Interaction of SPL35 with OsUBC5a, Delta‐COPI and Delta‐COP2. (a) Yeast two‐hybrid assays for interaction of SPL35 with Ubiquitin, OsUBC5a, Delta‐COP1 or Delta‐COP2. The full‐length and different fragments of SPL35 were inserted to the prey (AD) vector pGADT7, and the ubiquitin, OsUBC5a, Delta‐COP1 and Delta‐COP2 were inserted into vector pGBKT7 as baits. Yeast strains were cultured on the SD/–Trp‐Leu and SD/–Trp‐Leu‐His‐Ade selection medium with 3 mm 3‐amino‐1,2,4‐triazole. (b–d) Pull‐down assays for the interactions of SPL35 with OsUBC5a, Delta‐COP1 and Delta‐COP2 in vitro respectively. GST (26.30 kD), GST‐OsUBC5a (42.87 kD), GST‐ Delta‐COP 1 (84.07 kD), GST‐ Delta‐COP2 (84.07 kD), MBP (42.5 kD) and MBP‐SPL35 (143.25 kD) were expressed in bacteria. Pull‐down was performed using GST binding resin. Proteins were detected with antibodies as indicated. Similar results were obtained in three independent experiments.
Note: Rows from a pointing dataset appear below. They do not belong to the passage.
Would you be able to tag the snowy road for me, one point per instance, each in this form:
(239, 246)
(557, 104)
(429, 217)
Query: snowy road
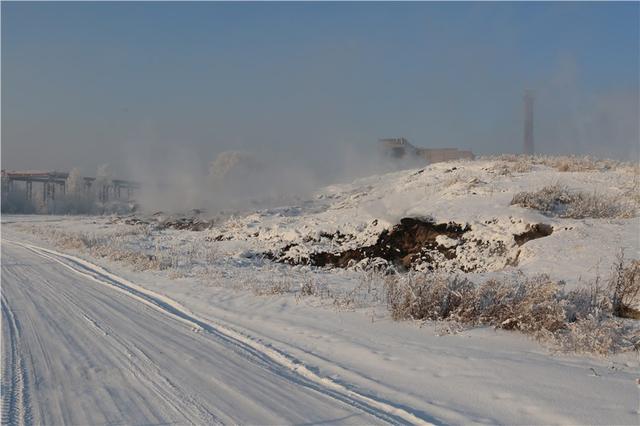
(80, 346)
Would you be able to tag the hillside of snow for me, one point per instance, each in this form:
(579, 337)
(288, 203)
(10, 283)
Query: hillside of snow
(257, 273)
(476, 195)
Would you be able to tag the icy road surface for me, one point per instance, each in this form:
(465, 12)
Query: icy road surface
(80, 346)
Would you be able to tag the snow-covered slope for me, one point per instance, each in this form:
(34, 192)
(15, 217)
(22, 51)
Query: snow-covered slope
(476, 194)
(343, 331)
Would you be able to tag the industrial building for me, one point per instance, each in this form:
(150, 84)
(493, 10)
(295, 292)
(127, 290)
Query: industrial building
(400, 148)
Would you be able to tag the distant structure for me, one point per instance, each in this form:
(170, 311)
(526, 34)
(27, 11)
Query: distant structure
(54, 183)
(528, 122)
(400, 148)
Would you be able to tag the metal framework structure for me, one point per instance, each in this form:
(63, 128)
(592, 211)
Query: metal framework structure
(56, 182)
(528, 123)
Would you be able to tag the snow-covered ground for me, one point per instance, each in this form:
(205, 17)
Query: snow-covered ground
(478, 375)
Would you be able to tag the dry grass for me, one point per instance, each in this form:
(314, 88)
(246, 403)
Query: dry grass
(562, 163)
(579, 321)
(624, 287)
(558, 200)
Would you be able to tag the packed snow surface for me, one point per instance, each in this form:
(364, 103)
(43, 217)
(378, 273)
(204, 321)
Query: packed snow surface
(121, 358)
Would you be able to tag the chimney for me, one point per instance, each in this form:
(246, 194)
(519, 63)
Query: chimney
(528, 122)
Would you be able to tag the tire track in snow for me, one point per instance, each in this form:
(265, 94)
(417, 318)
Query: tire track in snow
(283, 364)
(16, 404)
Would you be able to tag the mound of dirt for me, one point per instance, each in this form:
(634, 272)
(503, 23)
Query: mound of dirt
(405, 244)
(537, 230)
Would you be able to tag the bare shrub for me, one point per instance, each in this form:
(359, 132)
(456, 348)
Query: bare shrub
(429, 297)
(273, 286)
(311, 286)
(594, 335)
(531, 305)
(558, 200)
(563, 163)
(624, 286)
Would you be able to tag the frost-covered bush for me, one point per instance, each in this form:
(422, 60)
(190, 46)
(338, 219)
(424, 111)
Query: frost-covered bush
(582, 320)
(558, 200)
(624, 287)
(562, 163)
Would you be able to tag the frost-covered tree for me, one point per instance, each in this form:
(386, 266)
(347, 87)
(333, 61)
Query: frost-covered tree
(75, 182)
(103, 181)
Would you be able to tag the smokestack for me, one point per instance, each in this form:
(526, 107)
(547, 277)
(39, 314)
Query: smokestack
(528, 122)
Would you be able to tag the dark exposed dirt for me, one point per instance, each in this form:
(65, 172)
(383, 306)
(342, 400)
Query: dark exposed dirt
(537, 230)
(401, 246)
(185, 224)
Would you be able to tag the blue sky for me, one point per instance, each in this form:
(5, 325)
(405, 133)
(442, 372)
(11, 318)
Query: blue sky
(87, 83)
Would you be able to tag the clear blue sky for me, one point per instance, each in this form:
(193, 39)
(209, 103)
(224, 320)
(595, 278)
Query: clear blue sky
(87, 83)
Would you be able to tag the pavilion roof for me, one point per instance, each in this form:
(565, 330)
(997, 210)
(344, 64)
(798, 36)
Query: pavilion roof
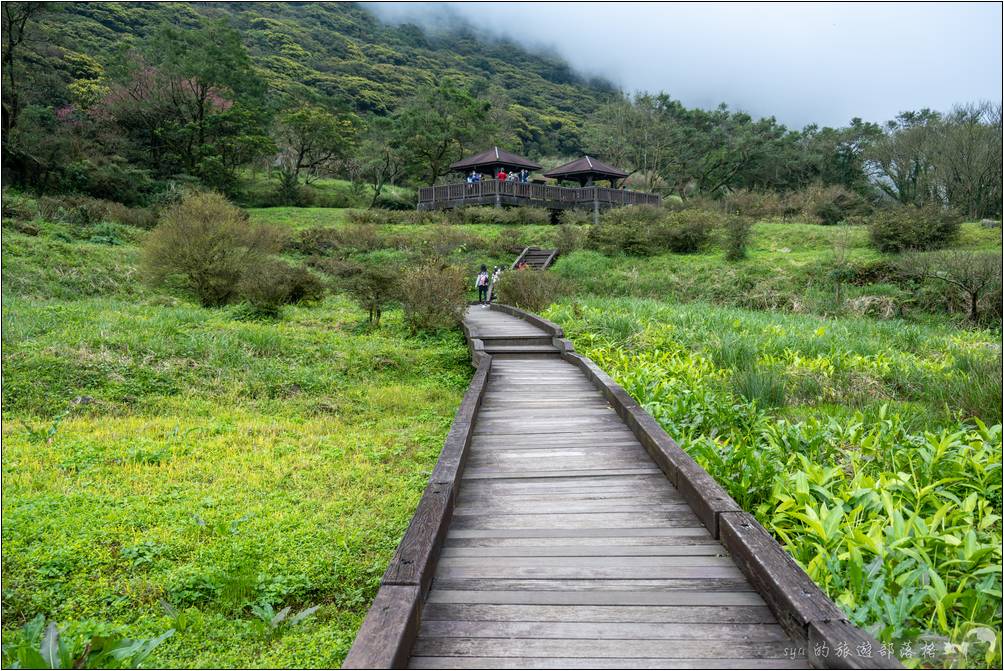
(494, 157)
(584, 167)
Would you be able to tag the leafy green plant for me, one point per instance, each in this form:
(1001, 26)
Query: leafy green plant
(40, 646)
(276, 620)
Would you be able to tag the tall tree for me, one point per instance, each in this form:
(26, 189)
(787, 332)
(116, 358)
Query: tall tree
(902, 163)
(967, 157)
(438, 127)
(309, 140)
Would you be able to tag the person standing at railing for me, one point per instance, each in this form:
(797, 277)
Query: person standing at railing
(482, 283)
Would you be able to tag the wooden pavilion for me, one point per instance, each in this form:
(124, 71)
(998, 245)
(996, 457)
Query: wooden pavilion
(490, 191)
(586, 171)
(490, 162)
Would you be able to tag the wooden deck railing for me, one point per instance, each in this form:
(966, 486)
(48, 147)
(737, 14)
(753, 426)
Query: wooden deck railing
(545, 195)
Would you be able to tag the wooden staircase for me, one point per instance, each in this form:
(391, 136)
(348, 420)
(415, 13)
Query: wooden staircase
(535, 258)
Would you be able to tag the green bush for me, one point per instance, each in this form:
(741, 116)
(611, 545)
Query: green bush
(206, 245)
(372, 285)
(434, 296)
(686, 231)
(275, 283)
(626, 229)
(737, 235)
(759, 205)
(529, 289)
(900, 229)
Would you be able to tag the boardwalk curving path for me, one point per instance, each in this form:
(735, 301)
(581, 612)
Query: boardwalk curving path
(568, 547)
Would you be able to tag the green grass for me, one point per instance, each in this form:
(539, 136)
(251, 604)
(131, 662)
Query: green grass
(157, 450)
(870, 449)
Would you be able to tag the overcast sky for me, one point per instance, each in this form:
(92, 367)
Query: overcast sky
(803, 63)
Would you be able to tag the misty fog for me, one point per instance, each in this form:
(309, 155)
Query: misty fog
(802, 63)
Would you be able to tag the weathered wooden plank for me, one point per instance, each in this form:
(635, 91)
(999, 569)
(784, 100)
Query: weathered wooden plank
(701, 546)
(590, 573)
(595, 598)
(600, 631)
(486, 474)
(576, 520)
(606, 648)
(640, 506)
(794, 662)
(385, 640)
(735, 584)
(624, 614)
(665, 536)
(614, 562)
(415, 558)
(790, 593)
(837, 644)
(551, 532)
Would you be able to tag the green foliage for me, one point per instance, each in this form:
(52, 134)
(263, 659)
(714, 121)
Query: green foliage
(434, 296)
(207, 246)
(900, 229)
(686, 231)
(37, 646)
(737, 234)
(529, 289)
(274, 283)
(900, 525)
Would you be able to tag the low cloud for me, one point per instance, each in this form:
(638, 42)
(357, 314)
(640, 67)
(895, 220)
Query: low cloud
(802, 63)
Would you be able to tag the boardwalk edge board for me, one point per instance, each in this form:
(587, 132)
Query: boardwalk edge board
(392, 624)
(805, 613)
(554, 330)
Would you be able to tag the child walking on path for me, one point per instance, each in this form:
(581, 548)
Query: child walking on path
(482, 284)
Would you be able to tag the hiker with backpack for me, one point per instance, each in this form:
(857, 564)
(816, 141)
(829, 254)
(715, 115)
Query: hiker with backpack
(482, 282)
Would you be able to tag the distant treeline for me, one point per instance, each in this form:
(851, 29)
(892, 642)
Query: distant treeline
(124, 100)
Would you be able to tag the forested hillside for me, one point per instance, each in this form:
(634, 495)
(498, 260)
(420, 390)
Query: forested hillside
(124, 101)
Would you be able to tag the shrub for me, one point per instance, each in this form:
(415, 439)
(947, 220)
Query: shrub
(444, 240)
(529, 289)
(685, 231)
(900, 229)
(434, 296)
(833, 204)
(508, 241)
(753, 204)
(206, 245)
(275, 283)
(324, 240)
(737, 235)
(568, 238)
(626, 229)
(372, 285)
(575, 217)
(139, 217)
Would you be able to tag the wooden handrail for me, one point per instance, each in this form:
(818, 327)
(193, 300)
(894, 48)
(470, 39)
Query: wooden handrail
(543, 193)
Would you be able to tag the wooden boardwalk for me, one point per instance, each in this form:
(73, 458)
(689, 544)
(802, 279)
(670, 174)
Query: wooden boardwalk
(568, 547)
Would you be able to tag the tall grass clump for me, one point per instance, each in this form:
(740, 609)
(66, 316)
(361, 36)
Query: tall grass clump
(763, 386)
(891, 504)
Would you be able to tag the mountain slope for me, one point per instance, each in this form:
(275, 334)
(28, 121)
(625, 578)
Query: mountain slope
(340, 54)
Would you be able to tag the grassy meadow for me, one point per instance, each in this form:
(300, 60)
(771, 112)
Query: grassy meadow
(158, 452)
(871, 450)
(170, 466)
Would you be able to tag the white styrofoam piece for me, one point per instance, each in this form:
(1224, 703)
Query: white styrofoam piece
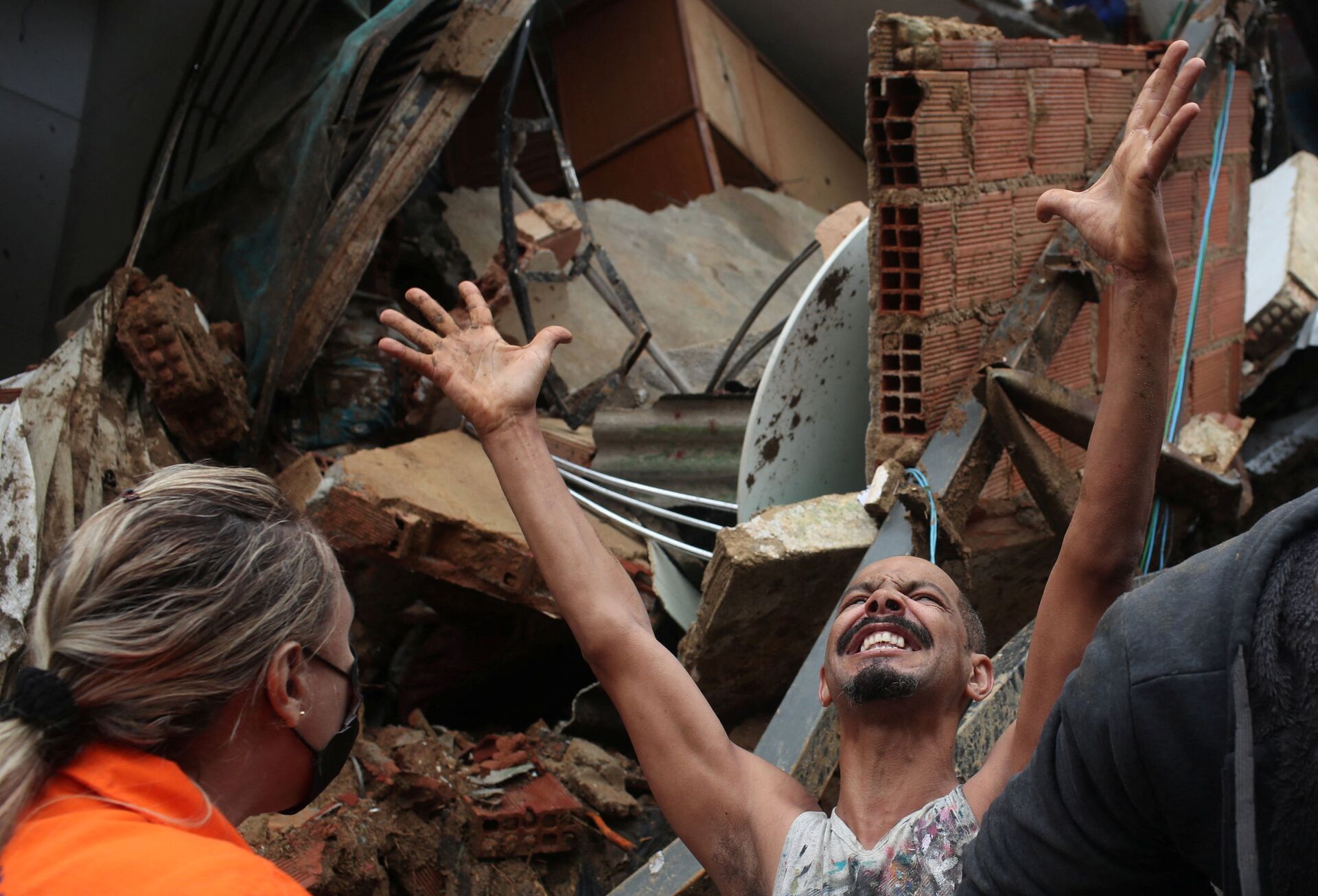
(1272, 212)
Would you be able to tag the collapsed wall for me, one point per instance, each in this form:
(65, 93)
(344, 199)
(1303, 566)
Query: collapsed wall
(967, 130)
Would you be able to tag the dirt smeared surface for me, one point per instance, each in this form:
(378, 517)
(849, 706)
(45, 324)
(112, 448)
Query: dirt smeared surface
(400, 820)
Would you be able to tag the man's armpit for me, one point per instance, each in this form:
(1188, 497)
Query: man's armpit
(737, 867)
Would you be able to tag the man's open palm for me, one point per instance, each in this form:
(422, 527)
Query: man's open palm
(489, 380)
(1120, 216)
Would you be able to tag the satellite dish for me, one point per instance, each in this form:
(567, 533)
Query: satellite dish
(806, 435)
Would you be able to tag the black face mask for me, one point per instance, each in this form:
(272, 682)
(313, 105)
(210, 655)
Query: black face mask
(329, 761)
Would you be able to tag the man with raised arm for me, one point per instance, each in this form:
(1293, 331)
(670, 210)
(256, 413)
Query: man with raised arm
(907, 652)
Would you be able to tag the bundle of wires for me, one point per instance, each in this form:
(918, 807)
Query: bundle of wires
(923, 481)
(1160, 522)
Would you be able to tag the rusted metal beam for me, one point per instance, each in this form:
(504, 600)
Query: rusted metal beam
(1054, 488)
(1180, 479)
(402, 150)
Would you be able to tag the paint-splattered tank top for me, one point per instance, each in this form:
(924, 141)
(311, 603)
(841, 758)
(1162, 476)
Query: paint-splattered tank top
(919, 857)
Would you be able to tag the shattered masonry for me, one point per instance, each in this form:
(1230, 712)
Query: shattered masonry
(198, 388)
(965, 132)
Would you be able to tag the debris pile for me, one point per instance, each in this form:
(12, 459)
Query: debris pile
(247, 335)
(421, 809)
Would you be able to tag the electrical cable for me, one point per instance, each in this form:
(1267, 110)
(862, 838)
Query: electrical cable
(923, 481)
(1160, 522)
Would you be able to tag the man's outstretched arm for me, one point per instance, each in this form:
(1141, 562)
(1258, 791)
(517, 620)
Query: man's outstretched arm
(1120, 218)
(729, 807)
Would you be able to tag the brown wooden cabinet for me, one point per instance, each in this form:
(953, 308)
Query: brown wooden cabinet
(663, 100)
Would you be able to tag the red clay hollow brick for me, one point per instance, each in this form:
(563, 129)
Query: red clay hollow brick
(530, 820)
(1110, 95)
(921, 130)
(1024, 53)
(1060, 119)
(1074, 54)
(1001, 106)
(1127, 57)
(984, 268)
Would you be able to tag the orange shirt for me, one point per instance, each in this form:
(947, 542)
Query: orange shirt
(165, 840)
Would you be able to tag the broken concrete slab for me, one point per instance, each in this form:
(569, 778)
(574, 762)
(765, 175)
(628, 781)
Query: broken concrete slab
(1214, 439)
(1282, 268)
(835, 228)
(299, 480)
(695, 271)
(775, 579)
(435, 506)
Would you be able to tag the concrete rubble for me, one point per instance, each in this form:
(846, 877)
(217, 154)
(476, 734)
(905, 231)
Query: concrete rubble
(434, 506)
(772, 583)
(414, 812)
(244, 341)
(693, 269)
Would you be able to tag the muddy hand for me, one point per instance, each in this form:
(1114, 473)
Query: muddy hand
(491, 381)
(1120, 216)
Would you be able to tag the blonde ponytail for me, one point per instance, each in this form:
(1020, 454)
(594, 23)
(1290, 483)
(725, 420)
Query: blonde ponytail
(163, 608)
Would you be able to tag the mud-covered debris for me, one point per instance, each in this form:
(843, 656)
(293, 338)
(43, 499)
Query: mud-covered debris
(199, 389)
(597, 778)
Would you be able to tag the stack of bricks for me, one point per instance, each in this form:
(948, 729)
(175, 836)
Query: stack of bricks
(967, 130)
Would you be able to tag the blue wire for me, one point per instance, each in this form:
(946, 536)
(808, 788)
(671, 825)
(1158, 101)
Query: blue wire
(934, 510)
(1219, 141)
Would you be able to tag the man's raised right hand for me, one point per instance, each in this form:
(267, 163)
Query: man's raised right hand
(491, 381)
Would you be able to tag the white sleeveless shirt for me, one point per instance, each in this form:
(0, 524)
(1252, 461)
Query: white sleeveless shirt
(919, 857)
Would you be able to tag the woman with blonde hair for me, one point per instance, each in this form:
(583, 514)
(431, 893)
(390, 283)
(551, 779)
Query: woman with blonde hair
(187, 666)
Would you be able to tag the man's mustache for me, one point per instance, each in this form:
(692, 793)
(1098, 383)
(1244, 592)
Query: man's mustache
(906, 625)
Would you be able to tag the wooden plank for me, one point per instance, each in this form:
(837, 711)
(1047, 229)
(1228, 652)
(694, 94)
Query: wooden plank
(807, 159)
(406, 146)
(621, 71)
(664, 169)
(726, 82)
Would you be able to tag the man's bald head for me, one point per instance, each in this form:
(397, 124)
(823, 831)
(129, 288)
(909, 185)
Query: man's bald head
(911, 570)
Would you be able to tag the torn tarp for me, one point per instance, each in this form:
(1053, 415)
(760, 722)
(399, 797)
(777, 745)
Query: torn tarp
(80, 431)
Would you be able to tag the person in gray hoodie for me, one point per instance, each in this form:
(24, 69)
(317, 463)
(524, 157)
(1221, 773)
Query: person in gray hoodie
(1181, 755)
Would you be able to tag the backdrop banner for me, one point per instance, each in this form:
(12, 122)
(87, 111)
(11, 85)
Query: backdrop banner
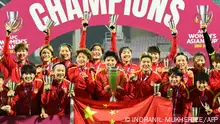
(150, 15)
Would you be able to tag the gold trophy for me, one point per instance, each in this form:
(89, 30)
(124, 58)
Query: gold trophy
(71, 89)
(113, 20)
(207, 70)
(86, 16)
(11, 86)
(49, 24)
(113, 73)
(195, 113)
(204, 15)
(156, 88)
(169, 93)
(48, 80)
(172, 27)
(166, 62)
(218, 101)
(14, 22)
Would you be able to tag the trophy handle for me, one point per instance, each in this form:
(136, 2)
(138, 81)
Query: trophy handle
(210, 16)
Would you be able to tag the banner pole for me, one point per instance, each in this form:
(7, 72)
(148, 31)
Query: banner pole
(71, 111)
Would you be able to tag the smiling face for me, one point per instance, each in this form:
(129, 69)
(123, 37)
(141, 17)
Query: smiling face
(199, 62)
(82, 59)
(126, 55)
(174, 79)
(181, 62)
(96, 52)
(28, 77)
(155, 57)
(146, 64)
(201, 85)
(59, 71)
(21, 54)
(65, 53)
(110, 61)
(46, 55)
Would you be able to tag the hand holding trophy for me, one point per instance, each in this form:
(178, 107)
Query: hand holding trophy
(13, 22)
(172, 27)
(86, 17)
(48, 80)
(156, 88)
(204, 16)
(112, 25)
(169, 93)
(11, 86)
(218, 101)
(113, 73)
(71, 90)
(195, 113)
(49, 24)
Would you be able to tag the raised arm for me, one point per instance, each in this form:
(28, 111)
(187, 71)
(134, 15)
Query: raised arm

The asterisk shows the band pulled down, and the arrow shows the immune‐blotting band of MBP‐SPL35 by the anti‐MBP monoclonal antibody. (e) Interactions between SPL35 and OsUBC5a, Delta‐COP1 and Delta‐COP2 shown by BiFC assays in Nicotiana benthamiana leaf epidermal cells. BiFC fluorescence is indicated by the eYFP signal. The signal of eYFP was not detected in the corresponding negative controls (fourth panels). eYFP, enhanced yellow fluorescent protein fluorescence; DIC, differential interference contrast. Scale bars, 10 μm. (f) firefly LUC complementation imaging (LCI) assay detecting the interaction between SPL35 and OsUBC5a, Delta‐COP1 and Delta‐COP2. The coloured scale bar indicates the luminescence intensity. NLUC indicates the N terminus of LUC, while CLUC indicates the C terminus of LUC.